Secara astronomis, pertemuan antara Venus dan Pleiades merupakan peristiwa berkala yang terjadi setiap delapan tahun sekali. Kehadiran keduanya di langit malam selalu menjadi momen yang dinantikan karena nilai sejarah dan keindahannya. Hal yang membuat fenomena kali ini terasa sangat istimewa adalah kehadiran Bulan sabit tepat di tengah-tengah mereka, sehingga menciptakan komposisi visual yang luar biasa indah dan sangat dicari oleh para fotografer langit.
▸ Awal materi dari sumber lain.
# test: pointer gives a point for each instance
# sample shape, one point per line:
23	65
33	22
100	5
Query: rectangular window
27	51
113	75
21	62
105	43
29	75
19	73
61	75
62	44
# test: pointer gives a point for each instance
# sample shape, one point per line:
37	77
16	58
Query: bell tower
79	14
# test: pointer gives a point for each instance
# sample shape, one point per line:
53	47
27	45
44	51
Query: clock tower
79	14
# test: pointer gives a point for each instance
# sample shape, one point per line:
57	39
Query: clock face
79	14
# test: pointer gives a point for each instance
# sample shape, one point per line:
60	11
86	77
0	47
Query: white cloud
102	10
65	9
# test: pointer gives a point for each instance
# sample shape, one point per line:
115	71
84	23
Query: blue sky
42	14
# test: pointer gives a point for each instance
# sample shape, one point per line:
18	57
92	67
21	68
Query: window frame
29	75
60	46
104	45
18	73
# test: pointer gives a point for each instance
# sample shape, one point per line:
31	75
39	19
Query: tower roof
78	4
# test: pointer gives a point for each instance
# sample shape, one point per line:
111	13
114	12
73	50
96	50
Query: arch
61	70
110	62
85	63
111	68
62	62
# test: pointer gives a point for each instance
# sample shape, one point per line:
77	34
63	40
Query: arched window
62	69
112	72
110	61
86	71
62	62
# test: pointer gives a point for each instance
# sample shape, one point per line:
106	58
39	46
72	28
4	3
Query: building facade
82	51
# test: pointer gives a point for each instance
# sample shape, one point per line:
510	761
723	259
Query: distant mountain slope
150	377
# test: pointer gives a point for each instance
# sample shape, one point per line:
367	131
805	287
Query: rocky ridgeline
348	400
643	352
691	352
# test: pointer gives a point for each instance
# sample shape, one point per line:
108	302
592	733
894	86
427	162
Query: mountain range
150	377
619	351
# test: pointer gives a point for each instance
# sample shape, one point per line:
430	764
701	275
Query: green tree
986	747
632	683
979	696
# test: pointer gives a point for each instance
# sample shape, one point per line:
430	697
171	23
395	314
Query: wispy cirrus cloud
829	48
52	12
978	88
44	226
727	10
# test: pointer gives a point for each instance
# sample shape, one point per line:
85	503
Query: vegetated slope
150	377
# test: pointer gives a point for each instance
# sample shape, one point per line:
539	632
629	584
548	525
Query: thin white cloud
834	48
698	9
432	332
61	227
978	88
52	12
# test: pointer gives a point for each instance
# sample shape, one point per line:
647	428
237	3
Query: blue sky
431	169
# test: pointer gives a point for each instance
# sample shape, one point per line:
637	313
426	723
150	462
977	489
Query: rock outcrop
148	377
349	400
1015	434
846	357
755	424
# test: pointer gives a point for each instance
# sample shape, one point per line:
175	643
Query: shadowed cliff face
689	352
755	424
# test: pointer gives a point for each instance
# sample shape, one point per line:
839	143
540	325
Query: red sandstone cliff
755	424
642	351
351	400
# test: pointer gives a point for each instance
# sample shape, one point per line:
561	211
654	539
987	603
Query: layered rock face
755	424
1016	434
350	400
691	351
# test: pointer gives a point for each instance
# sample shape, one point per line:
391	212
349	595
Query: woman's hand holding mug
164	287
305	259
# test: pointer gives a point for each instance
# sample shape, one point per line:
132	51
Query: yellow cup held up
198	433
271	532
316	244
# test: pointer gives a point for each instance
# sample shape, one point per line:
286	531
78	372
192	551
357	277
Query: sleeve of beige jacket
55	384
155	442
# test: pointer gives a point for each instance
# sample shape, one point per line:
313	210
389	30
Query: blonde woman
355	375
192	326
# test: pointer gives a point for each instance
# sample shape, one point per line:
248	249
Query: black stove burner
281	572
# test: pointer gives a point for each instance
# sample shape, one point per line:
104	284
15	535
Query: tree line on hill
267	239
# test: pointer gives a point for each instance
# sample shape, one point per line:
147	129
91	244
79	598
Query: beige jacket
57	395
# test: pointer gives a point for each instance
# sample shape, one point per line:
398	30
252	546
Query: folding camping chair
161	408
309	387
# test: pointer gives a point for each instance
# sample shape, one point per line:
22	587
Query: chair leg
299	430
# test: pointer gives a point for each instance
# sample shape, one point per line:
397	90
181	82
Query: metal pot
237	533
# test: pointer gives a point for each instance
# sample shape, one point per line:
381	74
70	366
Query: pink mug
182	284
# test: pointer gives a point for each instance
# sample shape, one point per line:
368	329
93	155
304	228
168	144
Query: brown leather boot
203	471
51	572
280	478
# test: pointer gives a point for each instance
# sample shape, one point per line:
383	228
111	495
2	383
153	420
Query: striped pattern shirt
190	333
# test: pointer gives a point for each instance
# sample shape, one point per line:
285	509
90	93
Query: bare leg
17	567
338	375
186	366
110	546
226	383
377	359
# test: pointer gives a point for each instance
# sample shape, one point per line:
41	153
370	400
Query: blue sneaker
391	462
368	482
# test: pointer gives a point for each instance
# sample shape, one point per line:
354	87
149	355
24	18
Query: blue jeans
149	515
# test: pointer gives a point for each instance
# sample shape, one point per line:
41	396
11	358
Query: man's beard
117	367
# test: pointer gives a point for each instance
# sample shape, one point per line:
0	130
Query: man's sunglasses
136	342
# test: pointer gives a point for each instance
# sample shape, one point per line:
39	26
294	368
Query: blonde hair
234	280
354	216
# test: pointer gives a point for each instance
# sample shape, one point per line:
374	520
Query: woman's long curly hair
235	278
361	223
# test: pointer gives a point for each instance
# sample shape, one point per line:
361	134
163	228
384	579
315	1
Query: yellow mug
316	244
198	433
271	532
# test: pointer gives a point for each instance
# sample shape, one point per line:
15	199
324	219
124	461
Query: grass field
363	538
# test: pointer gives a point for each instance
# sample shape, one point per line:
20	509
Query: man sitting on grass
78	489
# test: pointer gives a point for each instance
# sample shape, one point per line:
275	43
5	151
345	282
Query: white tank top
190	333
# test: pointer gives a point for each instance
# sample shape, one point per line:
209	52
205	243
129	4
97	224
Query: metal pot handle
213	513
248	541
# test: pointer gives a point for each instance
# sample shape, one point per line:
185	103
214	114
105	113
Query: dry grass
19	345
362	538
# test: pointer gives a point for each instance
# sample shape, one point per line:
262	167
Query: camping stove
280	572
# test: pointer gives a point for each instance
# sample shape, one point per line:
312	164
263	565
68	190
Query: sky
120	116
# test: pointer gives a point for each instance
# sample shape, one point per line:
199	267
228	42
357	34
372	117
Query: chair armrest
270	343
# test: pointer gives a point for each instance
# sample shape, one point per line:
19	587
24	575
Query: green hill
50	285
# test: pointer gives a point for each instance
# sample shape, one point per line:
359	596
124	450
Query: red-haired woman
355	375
Perpaduan nilai sejarah dan keindahan visual ini menjadikan konjungsi Bulan, Venus, dan Pleiades sebagai momen langka yang sayang untuk dilewatkan. Meski bisa dilihat langsung dengan mata telanjang, penggunaan teropong atau teleskop akan sangat membantu melihat detail permukaan Bulan dan gugusan bintang Pleiades dengan lebih jelas. Pastikan kamu memilih lokasi pengamatan yang gelap serta memiliki pandangan ke arah barat yang luas tanpa terhalang bangunan atau pepohonan agar pengalaman menikmati keajaiban langit ini menjadi maksimal.